Never could anyone ever imagine that a second disaster would befall the ill-fated Malaysia Airlines (MAS) after MH370. The downing of MH17 close on the heels of the first, barely four months, must surely be a bizarre and an uncanny coincidence in modern avionic history.
While MAS is still reeling from the impact of the first tragedy, the calamity on MH17 is anticipated to permanently impair the confidence of many, for a long time to travel on MAS. That is about the worst and of toughest perception problem to turn-around.
Doubtless, the blame-game and finger-pointing has started. But this time around though, it shall no longer be about partisan parties outwitting the other and upping the ante to discredit political foes. No heroism is required here. Insisting on political posturing would incur the wrath of the nation already in an unending grief.
That said, all Malaysians would want the political leaders, on a bi-partisan basis, to get to the bottom of the problem (i.e. identifying the perpetrators and criminalising their act of terror). The blame-game, if ever it needed pursuing, shall be shifted to the warring power players in a proxy-battle for global domination.
Granted that a special parliamentary session is convened for the MH17, there couldn’t be any better platform to exude total commitment of political leaders, across the divide, to defending our national interest and our citizenry.

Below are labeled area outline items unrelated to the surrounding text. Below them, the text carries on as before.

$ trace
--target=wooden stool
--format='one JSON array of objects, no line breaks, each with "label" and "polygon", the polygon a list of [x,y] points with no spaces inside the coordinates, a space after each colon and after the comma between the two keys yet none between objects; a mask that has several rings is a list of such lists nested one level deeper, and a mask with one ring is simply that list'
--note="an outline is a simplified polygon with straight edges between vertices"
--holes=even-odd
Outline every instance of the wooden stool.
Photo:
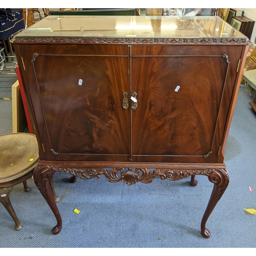
[{"label": "wooden stool", "polygon": [[[22,226],[17,218],[9,198],[12,186],[23,182],[24,190],[29,191],[26,180],[33,175],[39,162],[38,148],[36,137],[29,133],[13,133],[0,136],[0,202],[13,219],[14,229]],[[51,188],[55,202],[56,196],[52,180]]]}]

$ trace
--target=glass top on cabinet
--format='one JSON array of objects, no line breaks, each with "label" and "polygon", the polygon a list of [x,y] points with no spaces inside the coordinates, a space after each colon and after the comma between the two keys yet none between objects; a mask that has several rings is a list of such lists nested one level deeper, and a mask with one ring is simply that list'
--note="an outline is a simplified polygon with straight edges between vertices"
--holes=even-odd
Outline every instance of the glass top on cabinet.
[{"label": "glass top on cabinet", "polygon": [[16,37],[246,38],[219,17],[49,16]]}]

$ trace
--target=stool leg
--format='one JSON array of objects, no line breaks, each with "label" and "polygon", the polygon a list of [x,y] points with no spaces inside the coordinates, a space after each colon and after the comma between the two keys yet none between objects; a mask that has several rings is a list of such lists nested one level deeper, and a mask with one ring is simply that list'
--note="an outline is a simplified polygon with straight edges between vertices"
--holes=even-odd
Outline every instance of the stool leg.
[{"label": "stool leg", "polygon": [[14,210],[12,207],[12,204],[9,198],[10,193],[12,191],[12,187],[8,187],[7,188],[0,188],[0,202],[5,208],[7,210],[10,215],[12,217],[12,219],[15,223],[14,229],[15,230],[19,230],[22,227],[22,224],[17,218],[17,216],[15,213]]},{"label": "stool leg", "polygon": [[28,192],[30,190],[30,188],[28,186],[28,184],[27,184],[27,181],[23,182],[23,186],[24,186],[24,191],[25,192]]},{"label": "stool leg", "polygon": [[[11,56],[13,56],[13,51],[12,51],[12,46],[10,41],[10,38],[8,37],[7,38],[7,43],[8,44],[9,48],[10,50],[10,53],[11,54]],[[12,60],[14,60],[14,58],[13,57],[11,57]]]}]

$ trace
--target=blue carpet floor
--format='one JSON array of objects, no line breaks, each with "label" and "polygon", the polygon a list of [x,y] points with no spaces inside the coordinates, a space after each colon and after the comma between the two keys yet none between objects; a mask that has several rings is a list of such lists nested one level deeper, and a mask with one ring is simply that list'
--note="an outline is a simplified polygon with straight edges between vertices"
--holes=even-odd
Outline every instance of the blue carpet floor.
[{"label": "blue carpet floor", "polygon": [[[188,178],[171,182],[159,178],[150,184],[129,186],[112,184],[103,176],[77,179],[71,184],[69,175],[56,173],[60,232],[52,234],[55,218],[31,179],[30,191],[24,192],[20,184],[10,195],[23,226],[20,230],[14,230],[13,221],[0,205],[0,247],[255,247],[256,215],[244,210],[256,208],[256,115],[248,104],[252,100],[241,88],[226,147],[230,183],[207,223],[209,239],[200,232],[213,187],[206,177],[197,177],[196,187],[189,185]],[[254,189],[250,191],[249,187]]]}]

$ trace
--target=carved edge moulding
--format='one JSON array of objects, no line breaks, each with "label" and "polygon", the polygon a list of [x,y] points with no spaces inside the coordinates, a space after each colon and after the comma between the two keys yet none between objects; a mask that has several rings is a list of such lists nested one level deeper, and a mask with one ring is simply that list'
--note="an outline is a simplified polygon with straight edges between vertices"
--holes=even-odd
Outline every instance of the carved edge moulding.
[{"label": "carved edge moulding", "polygon": [[[225,165],[223,165],[224,166]],[[183,167],[184,168],[184,167]],[[58,234],[62,227],[62,220],[50,188],[49,181],[51,180],[56,172],[65,172],[73,177],[89,180],[93,178],[99,179],[101,175],[112,183],[122,181],[128,185],[141,182],[150,183],[157,176],[161,180],[167,179],[176,181],[191,177],[190,184],[194,186],[197,184],[195,175],[204,175],[208,177],[210,182],[214,183],[214,188],[209,203],[202,219],[201,233],[205,238],[208,238],[210,232],[206,228],[206,222],[219,200],[226,190],[229,183],[229,177],[226,168],[204,168],[202,169],[187,169],[159,168],[126,168],[122,167],[59,167],[54,166],[38,165],[34,172],[35,183],[40,192],[48,203],[57,220],[57,225],[52,229],[54,234]]]},{"label": "carved edge moulding", "polygon": [[246,44],[250,43],[248,38],[106,38],[106,37],[29,37],[14,36],[11,41],[37,42],[90,42],[99,43],[126,43],[126,44]]}]

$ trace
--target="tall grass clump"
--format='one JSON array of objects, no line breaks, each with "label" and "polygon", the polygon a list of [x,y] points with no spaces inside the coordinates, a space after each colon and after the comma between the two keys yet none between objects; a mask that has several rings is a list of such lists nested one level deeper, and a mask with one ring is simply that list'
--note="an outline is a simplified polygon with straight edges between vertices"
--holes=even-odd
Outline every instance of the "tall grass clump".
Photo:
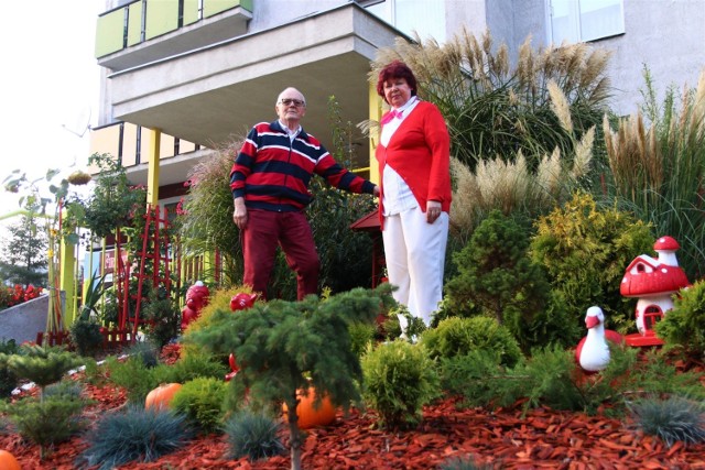
[{"label": "tall grass clump", "polygon": [[[177,217],[181,248],[185,256],[218,251],[223,255],[226,283],[242,275],[240,233],[232,222],[230,170],[243,138],[235,139],[199,160],[188,174],[188,197]],[[191,283],[197,280],[189,280]]]},{"label": "tall grass clump", "polygon": [[380,50],[370,80],[401,59],[414,70],[420,97],[446,118],[452,228],[466,240],[492,209],[535,217],[589,185],[609,98],[608,56],[586,44],[533,50],[527,40],[510,61],[508,47],[495,45],[488,32],[463,31],[443,45],[399,40]]},{"label": "tall grass clump", "polygon": [[657,236],[681,244],[679,263],[688,278],[705,266],[705,72],[695,89],[670,87],[661,103],[648,68],[641,110],[618,121],[604,120],[611,170],[610,194]]}]

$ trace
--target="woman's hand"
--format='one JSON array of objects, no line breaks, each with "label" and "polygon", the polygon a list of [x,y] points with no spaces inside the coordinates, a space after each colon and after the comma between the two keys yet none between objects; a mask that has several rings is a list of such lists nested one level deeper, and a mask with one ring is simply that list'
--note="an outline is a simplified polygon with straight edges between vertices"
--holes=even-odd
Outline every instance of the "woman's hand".
[{"label": "woman's hand", "polygon": [[238,229],[242,230],[247,227],[247,207],[245,207],[245,198],[235,199],[235,211],[232,211],[232,221]]},{"label": "woman's hand", "polygon": [[430,200],[426,203],[426,222],[433,223],[441,217],[441,203],[437,200]]}]

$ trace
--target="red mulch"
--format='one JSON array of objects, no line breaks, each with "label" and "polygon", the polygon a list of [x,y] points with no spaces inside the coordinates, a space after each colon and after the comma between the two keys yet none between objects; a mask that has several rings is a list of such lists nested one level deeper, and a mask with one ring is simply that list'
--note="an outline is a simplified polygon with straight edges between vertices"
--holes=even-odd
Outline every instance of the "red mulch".
[{"label": "red mulch", "polygon": [[[171,354],[171,356],[170,356]],[[173,360],[177,353],[167,350]],[[97,417],[124,404],[124,392],[87,386],[98,403],[87,409]],[[705,469],[705,445],[669,448],[658,438],[630,429],[605,416],[540,408],[522,416],[520,407],[488,412],[458,411],[452,401],[424,408],[423,424],[413,431],[390,433],[375,426],[373,413],[338,414],[326,428],[308,431],[303,449],[305,469],[433,469],[453,457],[475,456],[479,463],[501,469]],[[67,470],[86,448],[80,437],[57,446],[42,462],[39,447],[18,435],[0,435],[0,448],[12,452],[23,469]],[[289,455],[249,462],[231,460],[223,436],[205,436],[182,450],[133,469],[290,468]]]}]

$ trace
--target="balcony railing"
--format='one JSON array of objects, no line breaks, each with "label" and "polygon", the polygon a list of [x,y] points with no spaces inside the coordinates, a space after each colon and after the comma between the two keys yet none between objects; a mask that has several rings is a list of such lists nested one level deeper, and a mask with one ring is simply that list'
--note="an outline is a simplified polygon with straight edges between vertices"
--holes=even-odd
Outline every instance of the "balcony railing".
[{"label": "balcony railing", "polygon": [[[251,18],[254,0],[135,0],[98,17],[96,31],[96,57],[101,58],[129,47],[144,44],[165,34],[202,24],[224,21],[246,24]],[[237,11],[235,11],[238,9]],[[212,21],[213,19],[213,21]],[[220,25],[223,26],[223,25]],[[215,28],[214,28],[215,30]],[[219,28],[223,30],[223,28]],[[242,34],[245,31],[240,31]],[[236,31],[237,33],[237,31]],[[205,34],[210,34],[204,32]],[[182,41],[183,43],[183,41]],[[178,44],[167,47],[171,54],[180,52]],[[153,58],[153,57],[151,57]]]}]

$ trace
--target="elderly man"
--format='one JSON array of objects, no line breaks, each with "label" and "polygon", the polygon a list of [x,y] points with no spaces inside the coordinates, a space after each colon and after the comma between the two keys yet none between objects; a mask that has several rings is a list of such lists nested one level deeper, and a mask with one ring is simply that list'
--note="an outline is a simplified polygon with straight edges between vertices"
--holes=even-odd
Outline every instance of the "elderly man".
[{"label": "elderly man", "polygon": [[379,196],[377,185],[343,168],[321,142],[301,127],[306,99],[286,88],[274,106],[278,120],[256,124],[230,171],[232,220],[240,229],[245,255],[243,284],[267,297],[280,245],[296,273],[301,300],[318,292],[321,263],[304,210],[314,173],[338,189]]}]

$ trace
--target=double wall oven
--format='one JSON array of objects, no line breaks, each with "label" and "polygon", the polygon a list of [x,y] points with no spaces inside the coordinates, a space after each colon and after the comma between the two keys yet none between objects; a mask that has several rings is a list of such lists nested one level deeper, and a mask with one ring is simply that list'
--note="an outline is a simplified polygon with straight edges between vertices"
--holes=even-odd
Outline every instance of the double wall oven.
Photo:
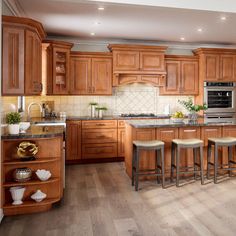
[{"label": "double wall oven", "polygon": [[204,102],[206,118],[235,118],[236,83],[204,82]]}]

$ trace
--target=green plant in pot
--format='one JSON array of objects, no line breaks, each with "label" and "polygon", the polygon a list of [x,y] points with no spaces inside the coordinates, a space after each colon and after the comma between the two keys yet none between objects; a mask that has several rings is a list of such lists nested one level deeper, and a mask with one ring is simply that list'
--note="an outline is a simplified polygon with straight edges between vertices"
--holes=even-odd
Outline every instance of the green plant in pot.
[{"label": "green plant in pot", "polygon": [[103,117],[103,111],[107,111],[106,107],[96,107],[96,110],[98,111],[98,117],[102,118]]},{"label": "green plant in pot", "polygon": [[194,104],[191,97],[187,101],[178,100],[178,102],[183,105],[183,107],[189,111],[189,119],[197,120],[198,112],[207,110],[207,105],[203,103],[202,105]]},{"label": "green plant in pot", "polygon": [[10,112],[6,115],[9,134],[19,134],[21,116],[18,112]]}]

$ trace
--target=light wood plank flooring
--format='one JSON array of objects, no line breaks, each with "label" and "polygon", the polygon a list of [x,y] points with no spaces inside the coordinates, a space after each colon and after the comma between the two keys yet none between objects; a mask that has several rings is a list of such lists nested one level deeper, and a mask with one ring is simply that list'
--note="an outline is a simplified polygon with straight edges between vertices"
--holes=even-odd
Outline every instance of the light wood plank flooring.
[{"label": "light wood plank flooring", "polygon": [[236,178],[135,192],[123,163],[107,163],[67,166],[66,186],[51,211],[5,217],[0,235],[236,235]]}]

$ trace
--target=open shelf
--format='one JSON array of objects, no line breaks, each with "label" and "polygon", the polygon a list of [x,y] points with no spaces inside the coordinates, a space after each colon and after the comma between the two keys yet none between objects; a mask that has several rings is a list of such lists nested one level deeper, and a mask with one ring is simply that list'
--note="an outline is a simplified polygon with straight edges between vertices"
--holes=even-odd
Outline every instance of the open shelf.
[{"label": "open shelf", "polygon": [[48,184],[59,181],[59,178],[50,178],[47,181],[41,181],[41,180],[30,180],[27,182],[6,182],[3,183],[3,187],[14,187],[14,186],[29,186],[29,185],[41,185],[41,184]]},{"label": "open shelf", "polygon": [[11,203],[5,204],[3,209],[10,209],[10,208],[23,208],[23,207],[37,207],[41,205],[48,205],[55,202],[58,202],[60,198],[46,198],[41,202],[35,202],[34,200],[24,201],[21,205],[12,205]]},{"label": "open shelf", "polygon": [[54,162],[58,161],[59,157],[53,157],[53,158],[41,158],[37,159],[34,161],[5,161],[3,162],[3,165],[31,165],[31,164],[42,164],[42,163],[49,163],[49,162]]}]

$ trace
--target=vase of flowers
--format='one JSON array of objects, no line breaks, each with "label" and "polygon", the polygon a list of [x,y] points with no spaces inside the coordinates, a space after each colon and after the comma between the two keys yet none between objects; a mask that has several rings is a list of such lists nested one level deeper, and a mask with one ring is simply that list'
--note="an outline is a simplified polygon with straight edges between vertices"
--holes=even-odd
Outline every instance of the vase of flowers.
[{"label": "vase of flowers", "polygon": [[19,112],[10,112],[6,115],[9,134],[19,134],[21,116]]},{"label": "vase of flowers", "polygon": [[188,118],[191,121],[197,120],[199,111],[205,111],[207,109],[207,105],[205,103],[203,103],[203,105],[194,104],[192,98],[188,98],[187,101],[178,100],[178,102],[189,111]]}]

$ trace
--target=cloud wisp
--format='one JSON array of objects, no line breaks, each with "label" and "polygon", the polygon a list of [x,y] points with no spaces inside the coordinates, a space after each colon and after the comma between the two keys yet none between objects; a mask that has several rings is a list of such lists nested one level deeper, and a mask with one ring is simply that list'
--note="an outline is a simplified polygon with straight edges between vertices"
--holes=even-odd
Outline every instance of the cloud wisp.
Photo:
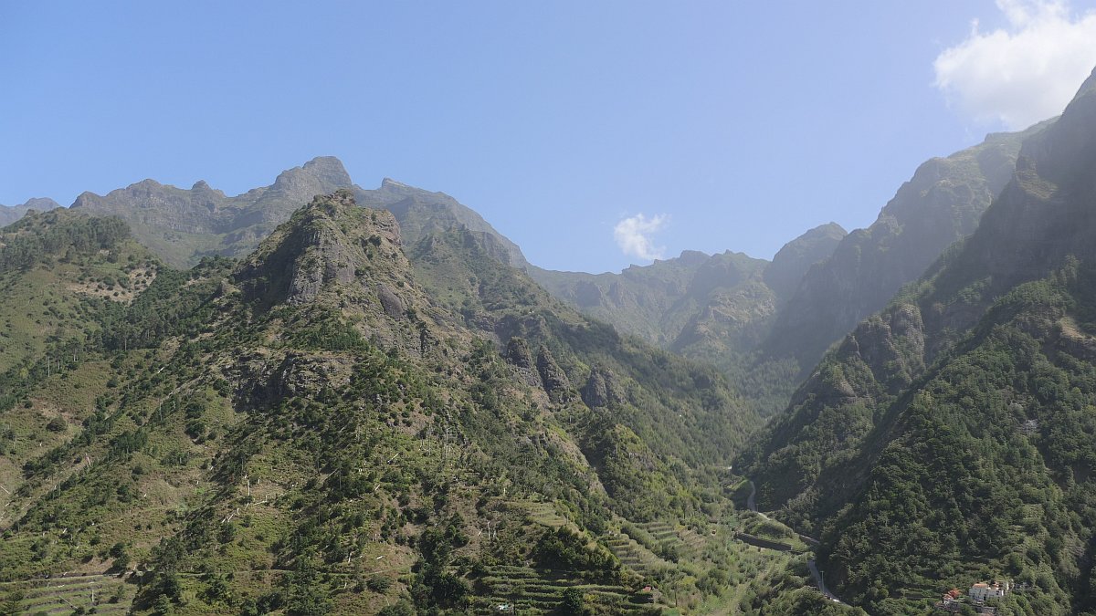
[{"label": "cloud wisp", "polygon": [[617,223],[616,227],[613,227],[613,237],[620,250],[628,256],[654,261],[662,259],[666,249],[654,246],[652,236],[665,227],[669,221],[670,217],[665,214],[658,214],[650,218],[637,214]]},{"label": "cloud wisp", "polygon": [[1096,65],[1096,12],[1063,0],[997,0],[1008,26],[982,32],[936,57],[936,87],[977,122],[1026,128],[1062,113]]}]

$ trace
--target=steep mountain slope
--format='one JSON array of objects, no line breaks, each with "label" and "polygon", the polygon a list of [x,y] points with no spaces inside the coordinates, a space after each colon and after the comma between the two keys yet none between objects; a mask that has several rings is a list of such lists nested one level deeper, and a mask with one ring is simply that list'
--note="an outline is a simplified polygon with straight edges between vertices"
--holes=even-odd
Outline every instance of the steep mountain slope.
[{"label": "steep mountain slope", "polygon": [[846,236],[827,260],[796,281],[794,296],[762,344],[761,362],[790,358],[801,380],[827,346],[974,230],[1008,182],[1020,144],[1046,124],[990,135],[917,168],[870,227]]},{"label": "steep mountain slope", "polygon": [[557,297],[665,349],[727,365],[764,339],[811,265],[845,236],[831,223],[788,242],[769,263],[742,253],[685,251],[619,274],[529,269]]},{"label": "steep mountain slope", "polygon": [[[35,237],[96,220],[56,216]],[[567,308],[483,233],[406,241],[350,191],[318,197],[9,370],[0,603],[113,568],[147,571],[119,600],[137,613],[642,614],[757,566],[722,488],[755,420],[713,369]],[[48,247],[21,266],[58,267]]]},{"label": "steep mountain slope", "polygon": [[0,227],[11,225],[32,209],[36,212],[49,212],[55,207],[60,207],[60,205],[52,198],[32,198],[23,205],[0,205]]},{"label": "steep mountain slope", "polygon": [[[1096,73],[1030,135],[978,230],[813,370],[751,464],[874,614],[1012,578],[1089,613],[1096,532]],[[891,582],[902,580],[903,592]]]},{"label": "steep mountain slope", "polygon": [[393,212],[406,235],[423,235],[465,226],[491,237],[509,263],[525,259],[482,217],[444,193],[431,193],[385,180],[375,191],[356,186],[334,157],[319,157],[283,171],[270,186],[236,196],[198,181],[191,189],[145,180],[107,193],[83,193],[72,207],[89,214],[117,216],[134,236],[175,267],[189,267],[203,256],[243,256],[312,196],[352,189],[362,205]]}]

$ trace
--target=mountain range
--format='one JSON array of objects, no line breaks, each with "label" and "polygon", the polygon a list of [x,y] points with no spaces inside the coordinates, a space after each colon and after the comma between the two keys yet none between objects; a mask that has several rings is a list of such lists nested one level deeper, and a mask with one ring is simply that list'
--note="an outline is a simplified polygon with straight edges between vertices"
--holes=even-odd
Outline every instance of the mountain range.
[{"label": "mountain range", "polygon": [[1096,613],[1094,169],[1096,73],[772,261],[331,157],[0,208],[0,613]]}]

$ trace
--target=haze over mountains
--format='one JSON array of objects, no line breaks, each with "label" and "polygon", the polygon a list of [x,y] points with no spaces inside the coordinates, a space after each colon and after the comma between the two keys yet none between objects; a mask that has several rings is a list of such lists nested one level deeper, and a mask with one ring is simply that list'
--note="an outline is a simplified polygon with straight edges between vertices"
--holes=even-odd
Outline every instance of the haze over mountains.
[{"label": "haze over mountains", "polygon": [[7,611],[79,570],[157,614],[858,613],[808,549],[871,614],[995,578],[1002,613],[1096,611],[1096,73],[773,261],[546,271],[331,157],[32,202],[0,210]]}]

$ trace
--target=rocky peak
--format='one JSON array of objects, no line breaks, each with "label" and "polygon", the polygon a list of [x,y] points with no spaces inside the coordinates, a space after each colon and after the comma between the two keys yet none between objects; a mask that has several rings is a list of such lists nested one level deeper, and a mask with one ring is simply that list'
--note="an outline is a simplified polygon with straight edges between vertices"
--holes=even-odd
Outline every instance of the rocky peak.
[{"label": "rocky peak", "polygon": [[811,265],[829,259],[847,235],[841,225],[827,223],[784,244],[765,267],[765,283],[781,300],[790,299]]},{"label": "rocky peak", "polygon": [[[317,195],[294,213],[244,261],[237,280],[263,305],[307,304],[331,286],[363,282],[358,275],[367,271],[406,274],[409,266],[399,246],[391,213],[359,208],[350,190],[340,190]],[[374,290],[386,312],[402,308],[390,285]]]},{"label": "rocky peak", "polygon": [[278,174],[260,202],[284,199],[290,204],[308,203],[313,196],[354,185],[342,162],[334,157],[317,157],[301,167]]}]

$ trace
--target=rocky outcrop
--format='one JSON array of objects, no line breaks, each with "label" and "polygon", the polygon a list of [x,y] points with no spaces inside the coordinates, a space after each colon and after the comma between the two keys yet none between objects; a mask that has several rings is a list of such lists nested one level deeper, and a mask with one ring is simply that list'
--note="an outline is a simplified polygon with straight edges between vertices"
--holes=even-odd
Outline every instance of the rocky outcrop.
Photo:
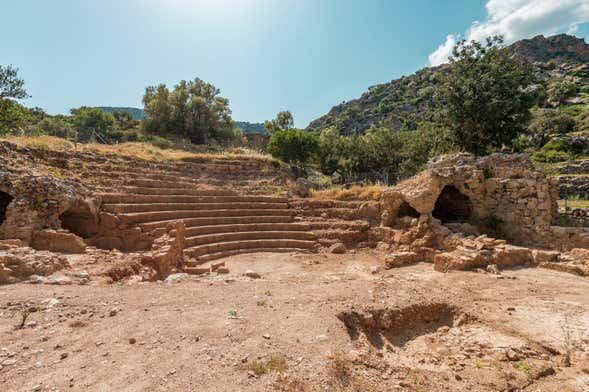
[{"label": "rocky outcrop", "polygon": [[157,271],[157,279],[165,279],[172,272],[182,270],[185,233],[184,222],[169,224],[166,233],[153,242],[151,254],[143,257],[143,264]]},{"label": "rocky outcrop", "polygon": [[47,276],[68,266],[60,254],[0,241],[0,284],[16,283],[32,275]]},{"label": "rocky outcrop", "polygon": [[40,230],[33,234],[31,246],[37,250],[60,253],[84,253],[86,244],[66,230]]},{"label": "rocky outcrop", "polygon": [[550,237],[556,200],[553,184],[526,155],[455,154],[431,161],[419,175],[385,191],[382,224],[428,214],[444,224],[471,224],[535,245]]},{"label": "rocky outcrop", "polygon": [[[0,165],[1,195],[9,203],[2,214],[0,239],[15,238],[30,244],[35,232],[61,229],[62,218],[76,214],[97,225],[97,201],[86,188],[74,182],[29,172],[2,171]],[[88,231],[89,224],[86,226]],[[76,231],[75,226],[68,229]]]}]

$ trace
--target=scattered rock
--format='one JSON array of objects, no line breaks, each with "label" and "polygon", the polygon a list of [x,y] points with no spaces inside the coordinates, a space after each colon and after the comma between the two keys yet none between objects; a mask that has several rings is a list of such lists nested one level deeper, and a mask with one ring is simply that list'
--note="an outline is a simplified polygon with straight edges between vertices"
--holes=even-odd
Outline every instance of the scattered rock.
[{"label": "scattered rock", "polygon": [[341,254],[341,253],[346,253],[347,251],[348,251],[348,249],[341,242],[335,243],[329,247],[330,253]]},{"label": "scattered rock", "polygon": [[5,359],[2,361],[2,366],[13,366],[16,364],[16,359]]},{"label": "scattered rock", "polygon": [[415,252],[393,252],[385,258],[385,268],[391,269],[417,263],[420,257]]},{"label": "scattered rock", "polygon": [[262,276],[260,274],[258,274],[255,271],[252,271],[252,270],[245,271],[245,273],[243,275],[247,276],[248,278],[252,278],[252,279],[261,279],[262,278]]},{"label": "scattered rock", "polygon": [[521,359],[520,355],[511,348],[505,352],[505,356],[510,361],[519,361]]},{"label": "scattered rock", "polygon": [[168,275],[168,277],[164,280],[164,283],[165,284],[179,283],[179,282],[186,280],[188,278],[190,278],[190,275],[186,274],[186,273],[172,274],[172,275]]},{"label": "scattered rock", "polygon": [[227,267],[219,267],[217,268],[217,273],[218,274],[222,274],[222,275],[226,275],[229,273],[229,268]]}]

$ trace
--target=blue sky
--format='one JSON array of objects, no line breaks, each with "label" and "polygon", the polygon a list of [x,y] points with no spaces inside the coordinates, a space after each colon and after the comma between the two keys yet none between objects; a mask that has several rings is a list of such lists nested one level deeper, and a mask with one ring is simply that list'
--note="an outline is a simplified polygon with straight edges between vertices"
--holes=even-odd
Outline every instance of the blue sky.
[{"label": "blue sky", "polygon": [[234,119],[288,109],[299,127],[460,38],[589,37],[589,0],[18,0],[0,15],[0,64],[20,68],[27,106],[141,107],[146,86],[200,77]]}]

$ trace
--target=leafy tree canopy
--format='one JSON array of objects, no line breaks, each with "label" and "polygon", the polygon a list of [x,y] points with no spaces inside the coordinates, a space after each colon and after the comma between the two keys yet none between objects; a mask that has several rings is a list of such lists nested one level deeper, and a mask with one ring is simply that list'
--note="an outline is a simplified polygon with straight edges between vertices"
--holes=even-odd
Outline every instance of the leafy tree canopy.
[{"label": "leafy tree canopy", "polygon": [[115,116],[98,108],[82,106],[72,109],[72,123],[78,132],[78,141],[86,143],[89,141],[104,142],[107,134],[115,129]]},{"label": "leafy tree canopy", "polygon": [[292,127],[294,127],[294,117],[288,110],[278,112],[274,120],[264,122],[264,128],[271,133],[288,131]]},{"label": "leafy tree canopy", "polygon": [[268,151],[284,162],[304,164],[319,151],[317,135],[299,129],[275,132],[268,141]]},{"label": "leafy tree canopy", "polygon": [[150,86],[143,96],[145,129],[161,136],[179,136],[194,144],[232,137],[229,100],[220,90],[196,78],[182,80],[170,91],[165,84]]},{"label": "leafy tree canopy", "polygon": [[532,81],[531,66],[511,56],[502,37],[462,41],[436,88],[437,121],[466,151],[482,155],[510,146],[531,118]]},{"label": "leafy tree canopy", "polygon": [[18,77],[17,68],[0,65],[0,100],[27,98],[29,95],[24,86],[25,81]]}]

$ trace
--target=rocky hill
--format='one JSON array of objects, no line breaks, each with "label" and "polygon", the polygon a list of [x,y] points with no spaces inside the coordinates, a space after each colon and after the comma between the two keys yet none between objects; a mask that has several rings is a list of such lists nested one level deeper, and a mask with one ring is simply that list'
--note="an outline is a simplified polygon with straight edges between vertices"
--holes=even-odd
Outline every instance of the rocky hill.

Bluntly put, the federal opposition parliamentarians are expected to exhibit solidarity with the federal government and not run them down at the slightest opportunity.
While many, like the Sydney Morning Herald, have been critical of how the Malaysian’s prime minister managed to broker a deal with the pro-Russians separatists, to get possession of bodies and the black box, political leaders must always remain unflinching and focus on solving national tragedy and not be frivolous. If anything the prime minister must be commended for achieving what more powerful nations arguably couldn’t.
Admittedly both MAS and the Malaysian Federal Government came under heavy criticism for their management or more of the lack of finesse, in handling the mysterious disappearance of MH 370. MH17 shall not be a repeat of this mishap.
Similarly Malaysians are also lethargic at the MAS-bashing antics of some of the social media. Doing more of the same wouldn’t help the nation to regain its lost confidence and dignity. Hence, like the partisan players, the social media must be equally more empathic and positive to carry the nation through this very harrowing time.
To this end, let us get one thing addressed right away. Questions were raised about the “irresponsible” MH17’s choice of flying over a hostile territory, after it emerged that some other carriers had avoided the area for months – though many companies were flying in the same area, rerouting only after Thursday’s disaster. Is this accusation true?
Amidst claims and counterclaims on this issue, a quick check reveals the following information.
Online flight-tracking service Flightradar24 observed 66 other airlines had crossed Ukraine’s skies last week, along the same corridor that saw MH17 being downed by a surface-to- air missile.
According to its data, MAS flew there 48 times, fewer than Germany’s Lufthansa which criss-crossed the Crimean air space 56 times, Ukraine International Airline (62 times), Singapore Airlines (75 times) and Russian’s Aeroflot over 86 times.
*This is the personal opinion of the writer or publication and does not necessarily represent the views of The Malaysian Insider.